Cheryl Russell, editorial director at New Strategist Press, taps analysis from the Center for Retirement Research at Boston College for a broad-brush assessment of those financial challenges, comparing their situations to the Generation X and Baby Boom era cohorts at the same time in their early adult lives:

  • Their earnings are lower
  • They are less likely to participate in an employer-sponsored retirement plan
  • They are less likely to be covered by employer-provided health insurance
  • They are less likely to be homeowners
  • They are more likely to have student loans
  • They have accumulated less wealth

Other than that, though, their outlook for a prosperous life ahead is peachy.

But, seriously, if you were to contemplate developing a tiny home community--as some of our builder audience members are already doing, you might want to know where educated millennials are choosing to live these days to help with your land acquisition planning.


Well, educational attainment is a pretty close proxy for detecting future home buyers, and when you put more than one adult with a college degree into a household, your odds of homeownership go up meaningfully.

One of the best observers and analysts anywhere on migratory patterns of Americans of any cohort is University of Michigan professor and Brookings Institute fellow William Frey, and Bill's piece here delves into the question, "Where do the most educated millennials live?"

We see two big take-aways in Frey's analysis of how the most well-educated generational cohort ever disperses and clusters across the country's metro areas, and their implications go far beyond planning for new tiny home communities, although there may be opportunity there.

One insight that can be of help to land strategists comes from Frey's heat-map of metros with larger-than-average percentages of millennials with college degrees, ranging from Boston, with 58% of its young adults having graduated from college, to Denver, with 46%. Now, we know that assortative matching trends in America show that college grads tend to gravitate to college grads when it comes to mating and forming households, so the household earnings potential would correlate strongly with "thicker" populations of people with college degrees.

Frey writes:

At the top of the list is Boston, in which nearly three out of five millennials (58 percent) are college graduates.

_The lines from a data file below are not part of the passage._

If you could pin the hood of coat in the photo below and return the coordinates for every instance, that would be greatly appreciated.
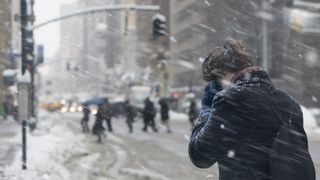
(252, 75)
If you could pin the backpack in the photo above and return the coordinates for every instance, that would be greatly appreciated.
(289, 158)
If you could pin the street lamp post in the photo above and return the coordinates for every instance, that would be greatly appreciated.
(24, 81)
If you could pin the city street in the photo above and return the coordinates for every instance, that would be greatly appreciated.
(138, 155)
(77, 156)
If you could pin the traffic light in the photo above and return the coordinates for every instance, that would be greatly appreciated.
(28, 49)
(159, 27)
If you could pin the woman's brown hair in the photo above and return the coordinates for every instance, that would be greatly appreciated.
(233, 56)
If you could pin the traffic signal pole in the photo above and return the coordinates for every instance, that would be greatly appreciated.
(24, 23)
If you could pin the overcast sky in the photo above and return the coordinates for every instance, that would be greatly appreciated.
(48, 35)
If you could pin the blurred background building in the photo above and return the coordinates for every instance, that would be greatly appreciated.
(118, 47)
(9, 40)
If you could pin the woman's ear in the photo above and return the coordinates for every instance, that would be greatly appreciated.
(219, 72)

At the other end of the spectrum is Bakersfield, Calif., where college graduates comprise 14 percent of millennials. Areas with high college graduate percentages include Madison, San Jose, San Francisco, Washington, Hartford, New York, Raleigh, Minneapolis- St. Paul, and Denver In each of these cities, more than 45 percent of millennials graduated from college.

Frey's analysis gets really interesting when he cross-tabs his most-educated metros heat-map with the list of 20 finalists Amazon has identified in its HQ2 beauty pageant. Eliminating Toronto because it's not helping to "make America great again," Frey notes a strong tie between metro areas with greater shares of college graduates among young adults, and 16 of the Amazon HQ2 final 20 list. He writes:

When juxtaposed against the millennial education rankings of the nation’s 100 largest metropolitan areas, there is some, but not complete, clustering of the HQ2 finalists in areas with the most educated millennials. Boston, ranked first on millennial education, along with four others in the top 10 (Washington, D.C., New York, Raleigh, and Denver) are HQ2 finalists. In fact, 11 of the 20 best-educated millennial areas were chosen by Amazon, and all but three are in the top 40. The metropolitan areas with the lowest millennial college graduate percentages, selected by Amazon, were Los Angeles, Dallas, and Miami, ranked 46th, 47th, and 62nd out of the 100 areas respectively, and maintain average education levels in the 32 to 35 percent range. Clearly, the Amazon finalists are skewed toward places with very high concentrations of college graduate millennials. However, other such places were passed over, presumably in the quest for different qualities.

Well-educated millennials are what Amazon's looking for, and they're who other well-educated millennials are looking for, and they should be who you're looking for, whether you're developing tiny home communites, or, with apologies to architect and author Sarah Susanka, not-so-tiny ones.